Jhabua

The princely state of Jhabua was a guaranteed chiefship under the Bhoplwar Agency, Central India during the British Raj. It was bounded on the north by Kushalgarh State in the Rajputaua Agency, on the south by Jobat State, on the east by Ali-Raipur and Dhar, and on the west by the Pauch Mahals District of Bombay. The State lay wholly in the mountainous region of Malwa known as Rath which constituted of the western boundary of the Malwa plateau, and later became a part of the Malwa Agency in 1927.

After India's independence in 1947, Jhabua's last ruler signed the accession to the Indian Union on 15 June 1948, and Jhabua became part of the newly created Madhya Bharat state, which in 1956 was merged into Madhya Pradesh.

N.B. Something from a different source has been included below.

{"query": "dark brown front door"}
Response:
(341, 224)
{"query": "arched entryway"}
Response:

Jhabua takes its name from a chief town founded in the sixteenth century by a notorious freebooter Jhabbu Naik of the Labhana caste. The rulers of this state descended from Bir Singh, fifth son of Jodha who was the founder of Jodhpur in Rajputana. This branch of family rose to favor at Delhi and acquired Badnawar in Malwa in fief in 1584. Kesho Das, son of Bhiman Singh who then held Badnawar, was attached to the retinue of Prince Salim who on his accession as Emperor Jahangir employed him to subdue the turbulent freebooters infesting the south-western districts of Malwa. After suppression of these gangs, Kesho Das obtained possession of their lands. In 1607 he was invested with the insignia of nobility by the Emperor, but died the same year. was possibly poisoned by his son and heir.